The increase covers central administration, courts, and agencies, representing 5.9% of public liquidity and 1.8% of GDP. Police services top allocations at 39.3 million euros amid rises in personnel and investment costs.

Key Points

  • Public order and security spending rises 3.2% to 72.5 million euros from 70.45 million in 2024.
  • Security allocation increases 4.2% to 55.36 million euros; justice up 0.2% to 17.15 million.
  • Personnel costs lead at 58 million euros (up 3.1%); real investment surges 36.6% to 2.5 million.
  • Police gets 39.3 million, courts 17 million, fire services 10 million, penitentiary 5.5 million.

Public spending on public order and security in Andorra will reach 72.5 million euros in 2025, marking a 3.2% increase from the 70.45 million euros recorded in 2024.

The figure, published this Thursday by the Department of Statistics, covers expenditures across the central administration, local authorities, the Constitutional Court, the Superior Council of Justice, the Citizen's Advocate and the Andorran Data Protection Agency (APDA).
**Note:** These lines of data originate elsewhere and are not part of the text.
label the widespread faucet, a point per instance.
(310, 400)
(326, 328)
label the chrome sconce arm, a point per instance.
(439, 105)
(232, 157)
It accounts for 5.9% of total public administration liquidity—excluding financial assets and liabilities, and government transfers to public entities—one tenth of a percentage point lower than in 2024. Relative to gross domestic product, the spending equals 1.8% of GDP, also down by one tenth from the previous year.

Within the total, security spending rises to 55.36 million euros, up 4.2% from 2024, while justice spending edges higher to 17.15 million euros, a 0.2% gain.

Breaking down the spending by category, personnel costs dominate at 58 million euros, reflecting a 3.1% rise. Real investment surges 36.6% to 2.5 million euros. Current transfers climb 235.7% to 773,248 euros from 230,345 euros the year before. Spending on goods and services falls 6.1% to 11 million euros.

By specific areas, police services receive 39.3 million euros, courts of justice 17 million euros, fire protection services 10 million euros, and the penitentiary centre 5.5 million euros.